Wanna gobble Google's custom chips? Now you can – its Cloud TPUs at $6.50 an hour
TensorFlow math accelerators available to rent
Google’s Cloud Tensor Processing Unit (TPU) chips are now available to rent on its cloud platform as a beta-grade service.
The Cloud TPU – formerly known as the TPU2 – is the second generation of Google’s homegrown math accelerators geared towards AI and machine learning workloads that rely on TensorFlow. While the first generation was only applicable for training neural networks, the Cloud TPU can handle both training and inference.
John Barrus, product manager for Cloud TPUs and Zak Stone, product manager for TensorFlow and Cloud TPUs, said earlier today the chips are “available in limited quantities today and usage is billed by the second at the rate of $6.50 USD / Cloud TPU / hour.”
Six bucks an hour may seem steep, but consider Amazon's AWS charges up to roughly $24 an hour for a top-end GPU-powered virtual instance for machine-learning tasks.
It typically takes several hours or a few days to teach AI models new tricks, depending on how complex they are. Google claims it requires only a single Cloud TPU running for less than one day, and costing under $200, to train ResNet-50, an old but popular convolutional neural network developed by Microsoft, to an accuracy comparable to the benchmarks set in the ImageNet challenges.
Crucially, the TPU2 is optimized for code running on TensorFlow, so, in the ResNet example, make sure you follow this tutorial.
Last year, Jeff Dean, a Google senior fellow leading the Google Brain project – the advertising giant's internal deep-learning research team – revealed that each Cloud TPU is made up of four ASICs. Each chip contains:
- Two processing cores, each with a 128x128 mixed multiply unit (MXU) and 8GB of high-bandwidth memory, adding up to 64GB of HBM and 600GBps of memory bandwidth in one four-chip device.

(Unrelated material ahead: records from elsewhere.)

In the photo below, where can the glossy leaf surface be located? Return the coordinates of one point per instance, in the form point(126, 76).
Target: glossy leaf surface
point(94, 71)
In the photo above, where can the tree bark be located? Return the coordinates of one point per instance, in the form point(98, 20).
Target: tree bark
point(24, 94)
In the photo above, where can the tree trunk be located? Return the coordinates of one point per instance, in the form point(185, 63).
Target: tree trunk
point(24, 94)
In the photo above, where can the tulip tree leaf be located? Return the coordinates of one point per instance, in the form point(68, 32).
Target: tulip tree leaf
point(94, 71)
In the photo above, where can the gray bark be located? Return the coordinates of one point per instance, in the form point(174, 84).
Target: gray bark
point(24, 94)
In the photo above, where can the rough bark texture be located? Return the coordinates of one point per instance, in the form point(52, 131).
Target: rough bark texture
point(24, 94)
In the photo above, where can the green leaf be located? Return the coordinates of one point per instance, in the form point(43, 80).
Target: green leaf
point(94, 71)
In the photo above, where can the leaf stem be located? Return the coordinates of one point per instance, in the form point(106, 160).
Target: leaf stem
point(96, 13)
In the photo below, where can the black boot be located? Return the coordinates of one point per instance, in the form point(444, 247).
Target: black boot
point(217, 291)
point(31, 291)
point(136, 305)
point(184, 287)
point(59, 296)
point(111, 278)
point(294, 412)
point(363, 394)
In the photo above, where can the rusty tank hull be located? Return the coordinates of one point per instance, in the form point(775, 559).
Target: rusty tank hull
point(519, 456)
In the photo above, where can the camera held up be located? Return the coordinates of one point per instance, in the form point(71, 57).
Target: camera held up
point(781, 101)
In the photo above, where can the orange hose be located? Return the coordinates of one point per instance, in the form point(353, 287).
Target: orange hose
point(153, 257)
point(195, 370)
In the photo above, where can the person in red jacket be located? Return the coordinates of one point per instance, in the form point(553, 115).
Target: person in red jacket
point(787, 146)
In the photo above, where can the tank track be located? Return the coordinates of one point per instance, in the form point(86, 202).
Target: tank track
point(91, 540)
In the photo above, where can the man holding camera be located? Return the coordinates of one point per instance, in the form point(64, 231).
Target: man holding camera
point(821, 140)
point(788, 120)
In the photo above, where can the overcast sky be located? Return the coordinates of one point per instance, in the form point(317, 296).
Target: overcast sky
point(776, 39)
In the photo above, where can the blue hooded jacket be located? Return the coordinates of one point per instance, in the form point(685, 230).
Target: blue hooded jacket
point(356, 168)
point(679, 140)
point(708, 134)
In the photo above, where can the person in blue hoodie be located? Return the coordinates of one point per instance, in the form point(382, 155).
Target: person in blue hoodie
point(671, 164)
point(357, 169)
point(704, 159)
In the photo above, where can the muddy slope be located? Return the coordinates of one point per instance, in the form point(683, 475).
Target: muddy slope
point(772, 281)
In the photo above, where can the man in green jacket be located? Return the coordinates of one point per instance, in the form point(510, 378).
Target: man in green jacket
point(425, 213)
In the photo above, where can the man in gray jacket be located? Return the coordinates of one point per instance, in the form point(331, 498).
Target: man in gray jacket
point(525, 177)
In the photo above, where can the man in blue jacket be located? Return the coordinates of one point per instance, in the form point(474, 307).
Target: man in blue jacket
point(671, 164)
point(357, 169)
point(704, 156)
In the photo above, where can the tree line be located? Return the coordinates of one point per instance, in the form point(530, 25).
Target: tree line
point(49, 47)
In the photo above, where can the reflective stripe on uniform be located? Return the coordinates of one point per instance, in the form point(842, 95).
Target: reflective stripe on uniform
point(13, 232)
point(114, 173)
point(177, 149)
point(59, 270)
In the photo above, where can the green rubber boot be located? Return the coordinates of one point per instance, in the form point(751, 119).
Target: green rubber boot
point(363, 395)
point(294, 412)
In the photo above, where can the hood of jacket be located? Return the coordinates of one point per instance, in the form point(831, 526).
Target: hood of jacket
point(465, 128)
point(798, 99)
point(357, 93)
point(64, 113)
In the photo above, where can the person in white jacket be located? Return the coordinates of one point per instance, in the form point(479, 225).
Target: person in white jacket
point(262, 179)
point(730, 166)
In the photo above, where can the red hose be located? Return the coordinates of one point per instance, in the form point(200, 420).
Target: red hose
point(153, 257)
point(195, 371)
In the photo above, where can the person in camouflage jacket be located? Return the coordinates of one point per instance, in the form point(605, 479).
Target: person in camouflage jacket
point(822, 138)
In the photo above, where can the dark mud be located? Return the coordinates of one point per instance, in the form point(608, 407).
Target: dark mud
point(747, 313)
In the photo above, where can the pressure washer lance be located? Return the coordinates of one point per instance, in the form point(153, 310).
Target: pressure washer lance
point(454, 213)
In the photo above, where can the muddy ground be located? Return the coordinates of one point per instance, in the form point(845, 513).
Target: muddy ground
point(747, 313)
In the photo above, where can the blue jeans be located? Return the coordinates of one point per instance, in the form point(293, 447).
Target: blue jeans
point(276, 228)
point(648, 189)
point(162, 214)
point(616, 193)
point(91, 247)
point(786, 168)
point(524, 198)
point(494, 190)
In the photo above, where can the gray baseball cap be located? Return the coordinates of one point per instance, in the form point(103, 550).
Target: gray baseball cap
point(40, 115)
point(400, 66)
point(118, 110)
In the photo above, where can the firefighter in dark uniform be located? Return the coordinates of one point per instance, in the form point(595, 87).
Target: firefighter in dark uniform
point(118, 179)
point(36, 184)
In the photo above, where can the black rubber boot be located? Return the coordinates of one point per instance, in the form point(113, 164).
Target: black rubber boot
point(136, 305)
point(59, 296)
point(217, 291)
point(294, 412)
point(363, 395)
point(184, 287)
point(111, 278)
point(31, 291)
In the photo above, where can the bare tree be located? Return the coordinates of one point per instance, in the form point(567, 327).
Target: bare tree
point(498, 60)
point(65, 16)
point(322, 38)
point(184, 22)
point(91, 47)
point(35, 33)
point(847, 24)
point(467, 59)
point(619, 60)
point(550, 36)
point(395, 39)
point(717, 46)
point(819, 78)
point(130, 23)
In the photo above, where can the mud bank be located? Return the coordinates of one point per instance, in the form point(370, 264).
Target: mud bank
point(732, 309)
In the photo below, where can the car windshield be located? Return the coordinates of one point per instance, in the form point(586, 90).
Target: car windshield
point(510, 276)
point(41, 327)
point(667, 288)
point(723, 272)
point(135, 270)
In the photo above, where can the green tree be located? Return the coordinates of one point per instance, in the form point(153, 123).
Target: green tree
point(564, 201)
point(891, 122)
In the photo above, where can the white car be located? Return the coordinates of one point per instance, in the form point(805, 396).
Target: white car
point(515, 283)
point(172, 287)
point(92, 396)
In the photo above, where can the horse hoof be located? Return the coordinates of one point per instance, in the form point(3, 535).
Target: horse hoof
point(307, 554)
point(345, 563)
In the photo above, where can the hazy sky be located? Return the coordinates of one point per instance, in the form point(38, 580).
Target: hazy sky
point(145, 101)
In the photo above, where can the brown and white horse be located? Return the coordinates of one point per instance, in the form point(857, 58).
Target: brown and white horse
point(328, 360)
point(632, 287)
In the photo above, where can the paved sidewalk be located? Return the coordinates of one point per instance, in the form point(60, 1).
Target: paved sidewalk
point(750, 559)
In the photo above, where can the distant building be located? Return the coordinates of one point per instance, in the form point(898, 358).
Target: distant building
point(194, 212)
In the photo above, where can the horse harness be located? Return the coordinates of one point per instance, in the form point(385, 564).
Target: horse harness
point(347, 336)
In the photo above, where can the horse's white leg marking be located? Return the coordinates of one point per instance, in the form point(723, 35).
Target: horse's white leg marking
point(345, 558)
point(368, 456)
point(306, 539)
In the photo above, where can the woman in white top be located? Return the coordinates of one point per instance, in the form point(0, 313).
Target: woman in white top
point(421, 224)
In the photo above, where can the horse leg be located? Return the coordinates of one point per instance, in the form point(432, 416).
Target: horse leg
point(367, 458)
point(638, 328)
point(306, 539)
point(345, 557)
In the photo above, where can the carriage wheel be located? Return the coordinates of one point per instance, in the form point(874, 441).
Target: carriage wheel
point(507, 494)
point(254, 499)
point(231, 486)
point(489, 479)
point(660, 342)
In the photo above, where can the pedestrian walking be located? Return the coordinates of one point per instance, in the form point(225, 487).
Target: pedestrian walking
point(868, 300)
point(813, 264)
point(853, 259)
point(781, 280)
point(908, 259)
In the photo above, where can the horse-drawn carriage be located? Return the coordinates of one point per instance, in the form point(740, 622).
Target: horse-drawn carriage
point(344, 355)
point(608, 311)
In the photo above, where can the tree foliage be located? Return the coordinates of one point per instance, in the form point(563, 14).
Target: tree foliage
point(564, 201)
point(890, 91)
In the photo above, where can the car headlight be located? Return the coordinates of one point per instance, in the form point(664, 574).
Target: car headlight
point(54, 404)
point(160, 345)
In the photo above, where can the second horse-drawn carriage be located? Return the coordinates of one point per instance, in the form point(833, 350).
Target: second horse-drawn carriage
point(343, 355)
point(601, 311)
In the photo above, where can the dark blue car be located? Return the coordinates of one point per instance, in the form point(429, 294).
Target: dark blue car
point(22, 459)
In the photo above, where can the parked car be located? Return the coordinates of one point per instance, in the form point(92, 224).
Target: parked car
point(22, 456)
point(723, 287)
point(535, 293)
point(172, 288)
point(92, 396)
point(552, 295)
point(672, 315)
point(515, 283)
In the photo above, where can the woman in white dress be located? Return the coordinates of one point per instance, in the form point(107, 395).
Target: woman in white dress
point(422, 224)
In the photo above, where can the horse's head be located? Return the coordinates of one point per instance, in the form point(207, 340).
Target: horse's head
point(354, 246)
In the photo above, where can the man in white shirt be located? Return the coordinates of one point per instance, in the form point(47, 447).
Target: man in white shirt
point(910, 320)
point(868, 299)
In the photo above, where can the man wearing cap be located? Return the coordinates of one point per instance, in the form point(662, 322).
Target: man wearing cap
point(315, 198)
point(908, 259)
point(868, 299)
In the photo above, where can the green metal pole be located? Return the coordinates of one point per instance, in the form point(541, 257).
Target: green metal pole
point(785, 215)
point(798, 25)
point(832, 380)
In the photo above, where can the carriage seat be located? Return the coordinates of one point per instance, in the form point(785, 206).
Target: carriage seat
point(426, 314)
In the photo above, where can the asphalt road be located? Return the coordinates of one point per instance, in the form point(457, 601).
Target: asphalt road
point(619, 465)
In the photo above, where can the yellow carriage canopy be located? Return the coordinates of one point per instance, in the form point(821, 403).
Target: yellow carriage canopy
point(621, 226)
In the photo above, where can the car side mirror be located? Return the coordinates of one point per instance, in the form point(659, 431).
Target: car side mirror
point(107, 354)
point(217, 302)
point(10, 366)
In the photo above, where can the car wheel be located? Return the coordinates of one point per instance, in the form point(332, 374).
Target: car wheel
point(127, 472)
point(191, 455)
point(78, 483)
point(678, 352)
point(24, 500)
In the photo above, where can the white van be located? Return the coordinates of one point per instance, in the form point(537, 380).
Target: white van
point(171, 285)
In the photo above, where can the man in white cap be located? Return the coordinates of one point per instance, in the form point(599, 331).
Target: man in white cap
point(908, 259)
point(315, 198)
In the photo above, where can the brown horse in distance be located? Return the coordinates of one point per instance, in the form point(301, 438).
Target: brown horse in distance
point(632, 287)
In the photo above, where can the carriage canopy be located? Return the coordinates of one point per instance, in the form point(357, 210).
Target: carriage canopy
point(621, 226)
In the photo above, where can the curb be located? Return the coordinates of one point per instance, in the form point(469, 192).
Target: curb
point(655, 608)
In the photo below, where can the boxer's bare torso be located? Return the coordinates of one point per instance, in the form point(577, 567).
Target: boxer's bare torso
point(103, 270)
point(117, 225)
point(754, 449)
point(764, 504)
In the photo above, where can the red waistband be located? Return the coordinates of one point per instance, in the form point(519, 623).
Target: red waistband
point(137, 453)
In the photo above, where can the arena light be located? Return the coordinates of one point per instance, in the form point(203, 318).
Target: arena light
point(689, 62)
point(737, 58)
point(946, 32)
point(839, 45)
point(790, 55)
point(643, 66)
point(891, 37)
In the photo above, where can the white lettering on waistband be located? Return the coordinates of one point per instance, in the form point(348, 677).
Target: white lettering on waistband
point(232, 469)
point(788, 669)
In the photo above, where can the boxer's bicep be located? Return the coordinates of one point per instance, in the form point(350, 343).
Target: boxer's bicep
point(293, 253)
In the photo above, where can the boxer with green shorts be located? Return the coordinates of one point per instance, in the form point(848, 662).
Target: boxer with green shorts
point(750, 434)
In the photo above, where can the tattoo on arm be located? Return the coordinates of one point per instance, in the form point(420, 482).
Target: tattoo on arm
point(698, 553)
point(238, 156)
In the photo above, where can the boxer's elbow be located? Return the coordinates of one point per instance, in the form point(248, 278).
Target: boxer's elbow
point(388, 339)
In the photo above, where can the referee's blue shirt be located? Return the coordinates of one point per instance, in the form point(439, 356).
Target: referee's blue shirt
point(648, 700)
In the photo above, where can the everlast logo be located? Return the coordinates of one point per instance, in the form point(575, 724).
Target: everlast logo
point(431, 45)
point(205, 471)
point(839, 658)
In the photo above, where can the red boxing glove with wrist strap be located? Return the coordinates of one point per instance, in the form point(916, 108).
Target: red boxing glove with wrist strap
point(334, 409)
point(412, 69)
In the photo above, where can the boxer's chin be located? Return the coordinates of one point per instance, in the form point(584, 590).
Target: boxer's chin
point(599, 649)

- 32-bit floating-point precision math units for scalars and vectors, and 32-bit floating-point-precision matrix multiplication units with reduced precision for multipliers.
- Some 45 TFLOPS of max performance, adding up to 180 TFLOPS for one four-chip device.
A single TPU2 device with four processor chips ... The red box shows highlights one chip. Image credit: Google
Google also plans to rent out pods of Cloud TPUs later this year. A pod crams 64 devices together to create "machine learning supercomputers" that perform 11.3 PFLOPS using 4TB of high bandwidth memory.